Mudanças nas regras do Fies, que visavam ampliar o acesso, acabaram afastando o público-alvo, os estudantes de baixa renda. O diretor de Políticas e Programas de Educação Superior do Ministério da Educação (MEC), Adilson Santana de Carvalho, afirma que muitos alunos desistem ao ver os valores das mensalidades, que giram em torno de R$ 400,00. A maioria dos inscritos possui renda de até um salário mínimo e meio.

Alternativas em Discussão

Diante da situação, o MEC considera alternativas para reverter a queda nas inscrições. Uma proposta é condicionar a cobrança da dívida à renda do formando. Se o aluno tiver sucesso no mercado de trabalho, poderá quitar a dívida em menos tempo. Caso contrário, poderá receber descontos ou até perdão da dívida.

Outra sugestão é restringir o Fies a quem ganha acima de três salários mínimos (R$ 4.554,00), direcionando as bolsas de estudos integrais do Programa Universidade para Todos (Prouni) aos estudantes de renda mais baixa. Essa mudança visa equilibrar os subsídios do Tesouro e garantir que o critério de mérito seja considerado na concessão das bolsas.

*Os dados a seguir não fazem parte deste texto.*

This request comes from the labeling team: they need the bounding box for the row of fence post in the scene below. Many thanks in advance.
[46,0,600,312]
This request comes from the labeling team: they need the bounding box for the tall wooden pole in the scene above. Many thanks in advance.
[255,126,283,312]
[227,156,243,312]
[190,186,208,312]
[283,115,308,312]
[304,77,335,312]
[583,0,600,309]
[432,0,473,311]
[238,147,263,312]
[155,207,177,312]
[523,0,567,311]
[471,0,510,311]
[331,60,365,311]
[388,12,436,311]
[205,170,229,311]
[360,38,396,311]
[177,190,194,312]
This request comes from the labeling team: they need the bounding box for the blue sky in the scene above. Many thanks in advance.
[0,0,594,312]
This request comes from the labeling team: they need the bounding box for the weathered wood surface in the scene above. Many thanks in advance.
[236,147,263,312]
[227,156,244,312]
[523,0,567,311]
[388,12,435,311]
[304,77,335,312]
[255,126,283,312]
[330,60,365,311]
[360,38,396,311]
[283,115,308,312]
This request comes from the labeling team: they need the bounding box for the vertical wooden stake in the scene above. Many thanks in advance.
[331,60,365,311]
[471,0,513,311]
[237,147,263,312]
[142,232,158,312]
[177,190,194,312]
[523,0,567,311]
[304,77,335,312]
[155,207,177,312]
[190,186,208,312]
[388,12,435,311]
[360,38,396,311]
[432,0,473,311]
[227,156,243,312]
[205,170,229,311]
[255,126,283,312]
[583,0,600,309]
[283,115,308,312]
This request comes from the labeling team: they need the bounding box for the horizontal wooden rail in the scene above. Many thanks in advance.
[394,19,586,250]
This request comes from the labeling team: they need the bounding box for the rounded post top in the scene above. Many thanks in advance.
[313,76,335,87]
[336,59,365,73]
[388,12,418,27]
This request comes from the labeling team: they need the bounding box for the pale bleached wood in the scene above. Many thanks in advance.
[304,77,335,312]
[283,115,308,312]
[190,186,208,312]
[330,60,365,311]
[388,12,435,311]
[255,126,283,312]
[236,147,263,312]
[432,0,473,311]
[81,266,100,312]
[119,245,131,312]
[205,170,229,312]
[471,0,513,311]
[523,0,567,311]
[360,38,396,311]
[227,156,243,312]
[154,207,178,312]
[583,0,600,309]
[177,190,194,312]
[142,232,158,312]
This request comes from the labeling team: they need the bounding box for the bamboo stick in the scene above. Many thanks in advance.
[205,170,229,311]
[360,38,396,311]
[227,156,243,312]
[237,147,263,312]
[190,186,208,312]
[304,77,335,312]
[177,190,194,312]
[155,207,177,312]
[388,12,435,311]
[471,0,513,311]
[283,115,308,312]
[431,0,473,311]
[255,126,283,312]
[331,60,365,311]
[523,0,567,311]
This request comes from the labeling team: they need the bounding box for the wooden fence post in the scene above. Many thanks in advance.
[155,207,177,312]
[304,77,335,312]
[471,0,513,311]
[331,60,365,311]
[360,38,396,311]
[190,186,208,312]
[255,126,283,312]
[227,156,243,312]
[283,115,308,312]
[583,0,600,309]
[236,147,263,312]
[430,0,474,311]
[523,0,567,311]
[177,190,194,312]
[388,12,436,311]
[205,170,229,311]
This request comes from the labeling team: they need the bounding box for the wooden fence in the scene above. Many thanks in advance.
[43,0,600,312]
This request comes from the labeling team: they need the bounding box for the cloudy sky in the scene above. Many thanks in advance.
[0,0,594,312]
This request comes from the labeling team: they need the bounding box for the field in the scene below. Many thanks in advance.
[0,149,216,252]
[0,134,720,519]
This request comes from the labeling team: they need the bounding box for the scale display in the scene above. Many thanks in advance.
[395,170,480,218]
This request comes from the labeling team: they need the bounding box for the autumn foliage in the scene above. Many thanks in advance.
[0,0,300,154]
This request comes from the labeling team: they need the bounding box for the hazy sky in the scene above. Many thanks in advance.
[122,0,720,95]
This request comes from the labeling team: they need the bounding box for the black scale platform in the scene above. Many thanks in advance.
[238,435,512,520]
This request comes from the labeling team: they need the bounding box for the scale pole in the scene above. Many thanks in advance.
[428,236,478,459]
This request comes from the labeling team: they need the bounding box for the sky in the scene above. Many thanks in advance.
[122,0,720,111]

Impacto das Mudanças Anteriores

O auge do Fies ocorreu durante o governo de Dilma Rousseff, quando o programa liberou R$ 61,9 bilhões em empréstimos, resultando em um crescimento de 1.000%. Contudo, a liberalidade da época levou a um aumento nas mensalidades das universidades, que se beneficiaram do pagamento garantido pelo governo. As reformas implementadas posteriormente, durante o governo de Michel Temer, restringiram o financiamento a 100% das mensalidades, exigindo que os alunos pagassem ao menos 30%.

Essas mudanças, embora necessárias, podem ter contribuído para a evasão e a diminuição da procura pelo Fies, que precisa urgentemente de um novo direcionamento para atender seu público-alvo.